Cevap: Bu konuda İbni Âbidînde buyuruluyor ki:
“Kâfirlerin yaptıkları ve kullandıkları şeyler iki kısımdır:
Birisi, âdet olarak, yani her memleketin âdeti olarak yaptıkları şeylerdir.
Bunlardan, haram olmayıp, insanlara faydalı olanları yapmak ve kâfirlere
benzemeyi düşünmeyerek kullanmak günah değildir. Pantolon, fes ve çeşitli
ayakkabı, çatal, kaşık kullanmak, yemeği masada yemek ve herkesin önüne
tabaklar içinde koymak ve ekmeği bıçak ile dilimlere ayırmak ve çeşitli eşya ve
aletleri kullanmak, hep âdete bağlı şeyler olup mubahtırlar. Bunları kullanmak,
bidat, günah olmaz. Resulullah efendimiz papazların kullandığı ayakkabıyı
kullanmıştır. Bunlardan, faydalı olmayanları, çirkin ve kötülenmiş olanları
kullanmak, yapmak haram olur. Birgivî Vasiyetnamesinde deniyor ki:
Kâfirlerin kullandıkları şeylerin ikinci kısmı, ibadet olarak yaptıkları ve
kâfirlik alameti olan ve İslamiyeti inkâr etmek ve inanmamak alameti olan ve
tahkir etmemiz vacip olan şeylerdir ki, bunları yapan ve kullanan kâfir olur.

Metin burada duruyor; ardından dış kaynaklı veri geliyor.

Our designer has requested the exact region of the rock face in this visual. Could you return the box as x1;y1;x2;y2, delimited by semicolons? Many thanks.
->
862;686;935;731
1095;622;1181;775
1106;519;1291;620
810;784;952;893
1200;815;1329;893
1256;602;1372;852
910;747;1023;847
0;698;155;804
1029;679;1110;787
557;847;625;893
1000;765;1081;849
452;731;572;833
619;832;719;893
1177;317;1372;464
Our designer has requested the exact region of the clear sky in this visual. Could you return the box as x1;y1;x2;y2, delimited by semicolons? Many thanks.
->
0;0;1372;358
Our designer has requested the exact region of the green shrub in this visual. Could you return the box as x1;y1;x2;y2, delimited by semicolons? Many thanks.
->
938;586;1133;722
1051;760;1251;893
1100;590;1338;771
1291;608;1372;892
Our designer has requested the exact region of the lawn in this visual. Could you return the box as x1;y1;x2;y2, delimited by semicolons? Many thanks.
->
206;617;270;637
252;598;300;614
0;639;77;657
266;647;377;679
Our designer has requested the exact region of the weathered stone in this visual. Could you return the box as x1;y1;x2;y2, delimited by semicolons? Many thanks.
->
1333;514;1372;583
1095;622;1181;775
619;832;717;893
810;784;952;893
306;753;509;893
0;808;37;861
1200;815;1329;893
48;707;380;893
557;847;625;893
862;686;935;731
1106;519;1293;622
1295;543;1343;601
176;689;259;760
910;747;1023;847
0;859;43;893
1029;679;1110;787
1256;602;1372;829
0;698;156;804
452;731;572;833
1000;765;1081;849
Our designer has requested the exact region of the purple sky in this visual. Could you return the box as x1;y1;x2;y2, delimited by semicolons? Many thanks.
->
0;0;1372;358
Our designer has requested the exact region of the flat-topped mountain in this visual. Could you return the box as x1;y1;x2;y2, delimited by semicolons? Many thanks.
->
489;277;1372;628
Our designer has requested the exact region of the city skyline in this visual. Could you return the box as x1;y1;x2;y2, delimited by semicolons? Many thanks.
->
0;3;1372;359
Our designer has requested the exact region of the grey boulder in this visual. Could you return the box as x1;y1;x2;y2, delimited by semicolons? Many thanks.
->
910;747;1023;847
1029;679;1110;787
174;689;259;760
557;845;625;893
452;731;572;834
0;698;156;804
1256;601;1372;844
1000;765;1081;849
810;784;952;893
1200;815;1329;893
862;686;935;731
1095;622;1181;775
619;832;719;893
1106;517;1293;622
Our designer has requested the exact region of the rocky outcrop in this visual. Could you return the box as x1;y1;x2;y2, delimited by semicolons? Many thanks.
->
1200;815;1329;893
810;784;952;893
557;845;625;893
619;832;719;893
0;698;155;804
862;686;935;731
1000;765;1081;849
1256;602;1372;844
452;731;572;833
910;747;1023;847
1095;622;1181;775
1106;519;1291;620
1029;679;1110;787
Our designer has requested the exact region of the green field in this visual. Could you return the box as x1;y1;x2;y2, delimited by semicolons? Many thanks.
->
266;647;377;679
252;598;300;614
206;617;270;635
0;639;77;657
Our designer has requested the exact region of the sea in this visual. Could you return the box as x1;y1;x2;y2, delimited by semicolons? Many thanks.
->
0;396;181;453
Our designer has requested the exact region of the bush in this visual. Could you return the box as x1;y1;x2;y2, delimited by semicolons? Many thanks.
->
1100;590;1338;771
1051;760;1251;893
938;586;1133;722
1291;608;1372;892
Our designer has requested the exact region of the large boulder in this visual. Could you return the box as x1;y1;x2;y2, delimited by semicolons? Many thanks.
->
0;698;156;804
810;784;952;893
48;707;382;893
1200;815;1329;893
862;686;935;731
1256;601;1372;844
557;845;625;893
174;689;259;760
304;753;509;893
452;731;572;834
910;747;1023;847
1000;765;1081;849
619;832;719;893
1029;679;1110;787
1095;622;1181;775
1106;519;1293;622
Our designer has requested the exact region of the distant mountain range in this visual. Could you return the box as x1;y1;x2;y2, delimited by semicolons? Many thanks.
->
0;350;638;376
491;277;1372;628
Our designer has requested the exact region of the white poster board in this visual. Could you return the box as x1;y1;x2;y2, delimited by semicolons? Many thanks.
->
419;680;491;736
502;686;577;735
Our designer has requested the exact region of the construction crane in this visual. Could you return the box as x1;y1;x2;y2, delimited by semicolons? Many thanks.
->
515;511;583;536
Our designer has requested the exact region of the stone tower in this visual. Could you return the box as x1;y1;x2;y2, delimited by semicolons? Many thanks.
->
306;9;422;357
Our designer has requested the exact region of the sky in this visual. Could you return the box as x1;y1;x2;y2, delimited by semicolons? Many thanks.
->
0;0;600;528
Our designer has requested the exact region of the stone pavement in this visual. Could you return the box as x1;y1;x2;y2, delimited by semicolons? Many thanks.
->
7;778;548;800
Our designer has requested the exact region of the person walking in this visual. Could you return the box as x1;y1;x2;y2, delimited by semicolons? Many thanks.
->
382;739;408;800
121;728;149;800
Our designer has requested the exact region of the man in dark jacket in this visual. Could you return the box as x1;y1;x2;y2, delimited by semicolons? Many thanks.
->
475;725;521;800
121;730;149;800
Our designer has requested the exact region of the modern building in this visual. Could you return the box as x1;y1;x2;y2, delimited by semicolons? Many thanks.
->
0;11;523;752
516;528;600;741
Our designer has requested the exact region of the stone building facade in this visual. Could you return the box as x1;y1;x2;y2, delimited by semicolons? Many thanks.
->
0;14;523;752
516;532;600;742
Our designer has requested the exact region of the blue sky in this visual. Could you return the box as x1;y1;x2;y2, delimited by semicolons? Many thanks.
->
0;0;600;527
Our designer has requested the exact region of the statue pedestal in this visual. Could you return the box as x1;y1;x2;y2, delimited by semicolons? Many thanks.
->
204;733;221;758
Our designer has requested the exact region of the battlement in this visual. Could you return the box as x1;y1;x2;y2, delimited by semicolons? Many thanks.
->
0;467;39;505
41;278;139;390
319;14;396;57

Bunlar, ölümle veya bir uzvun kesilmesi ile veya bunlara sebep olan, şiddetli
dayak, hapis, bütün malını almak ile tehdit edilmedikçe kullanılamaz. Bunlardan
meşhur olanlarını bilmeyerek veya şaka olarak veya herkesi güldürmek için yapan
da, kâfir olur. Mesela, papazların ibadetlerine mahsus şeyi kullanmak küfür
olur. Buna Küfr-i hükmî denir.”
Din düşmanları, kâfirlerin âdetlerini, bayramlarını, Müslüman âdeti,
Müslümanların mübarek günü diyerek, Müslümanları aldatmaya uğraşıyorlar.
Müslümanların Noel ve Nevruz gibi günlerde bayram yapmalarını istiyorlar.
Müslümanlar bunlara aldanmamalı, işin aslını, güvendikleri Müslümanlara, dinini
bilenlere sorup öğrenmelidir. Bugün bütün dünyada, gerek imanı ve küfrü
tanımakta, gerekse ibadetleri doğru yapmakta, cahillik özür değildir. Meşhur
olan din bilgilerini bilmediği için aldanan, Cehennemden kurtulamayacaktır.
Allahü teâlâ, bugün, dinini dünyanın her tarafına duyurmuştur. Bunları, lüzumu
kadar öğrenmek farzdır. Öğrenmeyip cahil kalan farzı terk etmiş olur. Öğrenmeye
lüzum görmeyen, ehemmiyet vermeyen kâfir olur.